FDA Provides Guidance for Design of Cell Therapeutics, Inc.'s Pixantrone Pivotal Trial

SEATTLE, March 10, 2011 /PRNewswire/ -- Cell Therapeutics, Inc. (“CTI”) (Nasdaq and MTA: CTIC) today announced the final clinical trial design of a randomized pivotal trial of pixantrone for the treatment of diffuse large B-cell lymphoma (“DLBCL”) following discussions with the U.S. Food and Drug Administration’s (the “FDA”) Division of Hematologic Products (the “DHP”) . The new clinical trial, referred to as the PIX-R or PIX 306 trial, will compare a combination of pixantrone plus rituximab to a combination of gemcitabine plus rituximab in patients with relapsed or refractory DLBCL who have received one to three prior lines of therapy, utilizing progression free survival (“PFS”) and Overall Survival (“OS”)as co-primary endpoints of the study. The PIX-R trial, is targeting to enroll approximately 350 patients over 18 months and will include patients who have failed at least one line of previous therapy and patients who are not candidates for myeloablative chemotherapy and stem cell transplant. During its discussions with the DHP the Company was advised that only OS would be acceptable for a formal Special Protocol Assessment (“SPA”) agreement, however the DHP noted that the Company could conduct a study utilizing PFS along with OS as co-primary endpoints which would be an acceptable design outside of the formal SPA process. Regulatory acceptability will depend on the magnitude of the difference between the trial study arms as well as a risk and benefit analysis.
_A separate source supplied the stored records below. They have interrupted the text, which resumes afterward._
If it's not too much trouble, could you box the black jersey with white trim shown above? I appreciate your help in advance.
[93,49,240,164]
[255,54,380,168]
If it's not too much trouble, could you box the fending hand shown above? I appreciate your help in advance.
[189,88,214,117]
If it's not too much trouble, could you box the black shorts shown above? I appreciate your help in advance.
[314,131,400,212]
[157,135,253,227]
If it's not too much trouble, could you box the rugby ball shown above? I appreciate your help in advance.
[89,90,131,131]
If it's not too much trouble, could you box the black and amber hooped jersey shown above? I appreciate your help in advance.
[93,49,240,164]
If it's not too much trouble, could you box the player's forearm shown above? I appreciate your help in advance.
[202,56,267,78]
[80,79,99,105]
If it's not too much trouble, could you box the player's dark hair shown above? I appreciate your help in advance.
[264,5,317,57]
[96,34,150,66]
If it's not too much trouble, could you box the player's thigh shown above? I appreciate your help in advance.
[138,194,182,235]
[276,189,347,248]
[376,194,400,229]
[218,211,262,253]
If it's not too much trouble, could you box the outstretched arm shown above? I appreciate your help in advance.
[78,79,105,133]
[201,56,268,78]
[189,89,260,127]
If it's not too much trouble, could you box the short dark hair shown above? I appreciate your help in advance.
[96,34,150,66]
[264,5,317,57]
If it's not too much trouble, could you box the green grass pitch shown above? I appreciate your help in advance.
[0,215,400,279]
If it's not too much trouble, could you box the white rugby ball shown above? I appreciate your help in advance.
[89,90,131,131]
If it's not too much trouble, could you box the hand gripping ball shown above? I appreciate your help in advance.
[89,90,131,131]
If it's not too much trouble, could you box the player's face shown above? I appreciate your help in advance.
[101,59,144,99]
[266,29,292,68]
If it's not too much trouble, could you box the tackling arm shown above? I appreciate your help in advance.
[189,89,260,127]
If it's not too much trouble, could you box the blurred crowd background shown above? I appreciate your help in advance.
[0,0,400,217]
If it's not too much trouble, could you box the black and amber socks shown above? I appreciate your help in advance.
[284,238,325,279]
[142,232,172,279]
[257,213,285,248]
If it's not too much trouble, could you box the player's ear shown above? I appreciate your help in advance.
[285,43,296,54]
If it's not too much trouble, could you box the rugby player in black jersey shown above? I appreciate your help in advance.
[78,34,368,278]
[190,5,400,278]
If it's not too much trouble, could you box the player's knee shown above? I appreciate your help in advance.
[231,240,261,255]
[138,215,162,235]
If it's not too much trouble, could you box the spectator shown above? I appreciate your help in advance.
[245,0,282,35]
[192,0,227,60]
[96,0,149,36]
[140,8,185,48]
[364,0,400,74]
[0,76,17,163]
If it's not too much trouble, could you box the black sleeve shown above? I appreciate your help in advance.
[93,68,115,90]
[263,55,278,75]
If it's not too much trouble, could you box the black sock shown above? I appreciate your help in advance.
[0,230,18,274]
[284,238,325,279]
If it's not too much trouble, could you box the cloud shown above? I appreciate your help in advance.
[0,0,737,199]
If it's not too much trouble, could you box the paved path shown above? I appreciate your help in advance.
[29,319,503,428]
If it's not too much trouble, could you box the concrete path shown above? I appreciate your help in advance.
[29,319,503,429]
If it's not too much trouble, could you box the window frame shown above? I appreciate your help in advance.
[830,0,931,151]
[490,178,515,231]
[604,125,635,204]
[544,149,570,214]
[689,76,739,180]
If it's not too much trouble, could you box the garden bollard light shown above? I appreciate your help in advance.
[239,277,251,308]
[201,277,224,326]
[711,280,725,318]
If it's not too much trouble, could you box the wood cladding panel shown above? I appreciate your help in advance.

“CTI has worked with the DHP since August on an appropriate clinical trial design that may serve as either a post-marketing commitment trial or as a follow-on pivotal trial depending on the outcome of an appeal of CTI’s new drug application for pixantrone based on the PIX 301 trial at the FDA’s Office of New Drugs,” stated James A. Bianco, M.D., CEO of Cell Therapeutics.

“We believe that pre-clinical data and results from a randomized clinical trial have already demonstrated synergy exists between pixantrone and rituximab when they are used in combination. We believe that pixantrone administered as a single agent had a significant effect on prolonging PFS with an accompanying trend in OS in the PIX 301 trial. Given these results and the similar patient population in the PIX-R trial, including the choice of comparator regimen, we believe this trial has the potential to establish the clinical benefit of pixantrone in this patient group to fulfill an important unmet medical need,” added Dr. Bianco.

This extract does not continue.